Let me make three brief points of application as I bring this to a close.
First, if you are an unbeliever, repent and believe in the King. You are being given the opportunity to be delivered from a lousy lord to the Lord of lords; you are being given the opportunity to delivered from an evil king to the holy King. Repent and believe today!
This King was crowned on the cross and coronated at his resurrection and ascension. You have every good reason to repent and believe. You have no good reason not to.
Second, if you are a believer, continue to repent and believe in the King. The first of Luther’s famed 95 theses read, “When our Lord and Master Jesus Christ said, ‘Repent,’ he intended that the entire life of believers should be repentance.” How true!
We are constantly submitting to the wrong rulers (desires, self, fear of others, material gods, godless worldviews, etc.). The result is that we miss out on the blessings of God’s kingdom. We need to repent of this and grow in our love for and our loyalty to the King who has come.
Turn from whatever sins are keeping you from enjoying the rule of your sovereign and saving King.
Third, having repented, and having committed to keep repenting, make sure that the gospel informs and determines your worldview. The gospel of the kingdom of God is the good news that God has not given up on a world that deserves to be given up on. It is the good news that God will not give up on his church. It is the good news that he will not give up on his subjects. And this good news must influence us not to give up on it either.

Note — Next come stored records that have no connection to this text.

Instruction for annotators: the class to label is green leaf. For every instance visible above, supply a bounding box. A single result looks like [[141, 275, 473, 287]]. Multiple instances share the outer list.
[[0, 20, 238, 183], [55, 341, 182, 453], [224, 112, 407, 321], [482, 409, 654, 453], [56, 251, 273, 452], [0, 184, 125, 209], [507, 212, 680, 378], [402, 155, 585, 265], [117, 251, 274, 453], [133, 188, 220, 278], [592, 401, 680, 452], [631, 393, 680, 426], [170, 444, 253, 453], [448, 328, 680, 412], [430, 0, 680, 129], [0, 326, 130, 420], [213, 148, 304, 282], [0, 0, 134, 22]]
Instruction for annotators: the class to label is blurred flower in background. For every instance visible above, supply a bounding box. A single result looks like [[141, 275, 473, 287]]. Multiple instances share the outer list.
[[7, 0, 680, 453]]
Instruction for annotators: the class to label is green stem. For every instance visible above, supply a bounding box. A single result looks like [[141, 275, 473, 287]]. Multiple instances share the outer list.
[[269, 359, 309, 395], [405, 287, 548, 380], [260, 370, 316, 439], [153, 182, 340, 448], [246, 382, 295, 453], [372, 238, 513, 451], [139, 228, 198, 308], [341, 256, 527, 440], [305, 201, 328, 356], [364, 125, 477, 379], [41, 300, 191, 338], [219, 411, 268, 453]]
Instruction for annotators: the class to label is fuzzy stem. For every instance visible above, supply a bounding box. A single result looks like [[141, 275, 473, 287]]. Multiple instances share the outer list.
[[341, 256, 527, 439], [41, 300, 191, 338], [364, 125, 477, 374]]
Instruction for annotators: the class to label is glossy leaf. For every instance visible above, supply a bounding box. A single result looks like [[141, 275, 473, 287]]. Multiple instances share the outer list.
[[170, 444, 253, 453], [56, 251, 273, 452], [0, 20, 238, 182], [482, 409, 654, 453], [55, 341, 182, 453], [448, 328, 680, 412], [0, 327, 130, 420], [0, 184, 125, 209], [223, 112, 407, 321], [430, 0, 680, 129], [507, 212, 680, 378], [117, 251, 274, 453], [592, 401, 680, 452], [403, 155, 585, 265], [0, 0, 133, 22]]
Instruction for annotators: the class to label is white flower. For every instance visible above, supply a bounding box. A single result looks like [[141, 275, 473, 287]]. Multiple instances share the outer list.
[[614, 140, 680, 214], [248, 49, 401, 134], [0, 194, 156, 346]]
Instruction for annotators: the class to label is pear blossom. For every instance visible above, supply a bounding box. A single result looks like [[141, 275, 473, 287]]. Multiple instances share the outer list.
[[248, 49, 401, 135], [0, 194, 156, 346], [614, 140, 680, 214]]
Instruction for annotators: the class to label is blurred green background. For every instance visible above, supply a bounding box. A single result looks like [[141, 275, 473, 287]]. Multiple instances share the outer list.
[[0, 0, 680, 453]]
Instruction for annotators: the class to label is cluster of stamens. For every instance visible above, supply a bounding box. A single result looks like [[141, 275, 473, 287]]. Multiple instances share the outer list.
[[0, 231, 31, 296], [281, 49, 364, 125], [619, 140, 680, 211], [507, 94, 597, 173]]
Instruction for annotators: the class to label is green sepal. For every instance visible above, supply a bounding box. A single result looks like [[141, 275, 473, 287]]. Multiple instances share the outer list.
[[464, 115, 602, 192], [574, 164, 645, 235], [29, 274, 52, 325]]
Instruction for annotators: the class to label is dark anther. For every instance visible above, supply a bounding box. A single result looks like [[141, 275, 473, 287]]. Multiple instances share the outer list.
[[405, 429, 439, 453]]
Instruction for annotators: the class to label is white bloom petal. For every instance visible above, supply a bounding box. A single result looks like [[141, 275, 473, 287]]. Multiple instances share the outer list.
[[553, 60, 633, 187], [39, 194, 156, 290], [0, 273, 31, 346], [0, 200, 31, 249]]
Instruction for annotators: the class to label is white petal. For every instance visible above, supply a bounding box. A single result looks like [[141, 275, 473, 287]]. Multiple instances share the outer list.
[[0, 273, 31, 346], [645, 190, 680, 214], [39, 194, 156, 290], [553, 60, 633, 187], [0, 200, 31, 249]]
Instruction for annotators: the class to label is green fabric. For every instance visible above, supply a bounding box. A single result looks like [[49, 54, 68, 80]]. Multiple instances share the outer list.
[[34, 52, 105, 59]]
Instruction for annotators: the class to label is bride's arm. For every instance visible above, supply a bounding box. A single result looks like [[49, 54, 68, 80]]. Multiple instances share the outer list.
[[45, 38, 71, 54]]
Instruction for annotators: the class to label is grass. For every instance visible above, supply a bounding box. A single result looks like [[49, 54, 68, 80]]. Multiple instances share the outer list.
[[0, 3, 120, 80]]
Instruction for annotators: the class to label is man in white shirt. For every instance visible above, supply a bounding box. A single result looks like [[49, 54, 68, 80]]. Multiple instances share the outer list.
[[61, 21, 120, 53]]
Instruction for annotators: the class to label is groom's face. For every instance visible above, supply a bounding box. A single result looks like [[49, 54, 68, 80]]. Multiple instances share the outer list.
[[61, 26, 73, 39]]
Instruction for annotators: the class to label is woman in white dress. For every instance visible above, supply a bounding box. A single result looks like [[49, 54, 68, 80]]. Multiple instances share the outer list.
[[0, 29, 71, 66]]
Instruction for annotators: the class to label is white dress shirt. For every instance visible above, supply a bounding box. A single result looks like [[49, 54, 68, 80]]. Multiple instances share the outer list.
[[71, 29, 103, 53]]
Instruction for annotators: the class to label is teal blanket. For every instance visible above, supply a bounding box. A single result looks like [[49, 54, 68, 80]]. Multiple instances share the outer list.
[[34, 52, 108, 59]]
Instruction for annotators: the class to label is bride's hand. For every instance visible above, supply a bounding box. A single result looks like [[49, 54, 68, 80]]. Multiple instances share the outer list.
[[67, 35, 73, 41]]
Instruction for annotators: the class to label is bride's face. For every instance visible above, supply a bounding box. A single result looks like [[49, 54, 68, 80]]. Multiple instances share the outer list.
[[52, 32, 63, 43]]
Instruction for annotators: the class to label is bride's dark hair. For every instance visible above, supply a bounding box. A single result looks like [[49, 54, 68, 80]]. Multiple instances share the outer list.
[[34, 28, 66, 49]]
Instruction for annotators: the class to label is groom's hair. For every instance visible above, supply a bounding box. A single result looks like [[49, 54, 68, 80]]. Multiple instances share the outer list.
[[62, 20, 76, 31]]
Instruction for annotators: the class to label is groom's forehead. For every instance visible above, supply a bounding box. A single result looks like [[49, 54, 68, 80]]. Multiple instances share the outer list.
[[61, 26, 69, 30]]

Believe God for the advancement of his kingdom in the world, in his church—including ours. Believe God for the advancement of his kingdom in your life. Pray for this. Hope for this. Proclaim this. Work for this—in the workplace, at home, in your community, as you prepare for your career, in your interactions with government, etc. Face your trials in the light of this.
God is working his plan and you are a part of it. He wants you to demonstrate his rule in your response—as you face disease, discouragements, death, cruelty, betrayal, etc. You can respond this way because Jesus did (1 Peter 2:18–25).
Keep the good news before you that God rules through his Son, and then live in such a way that his otherwise invisible rule becomes visible.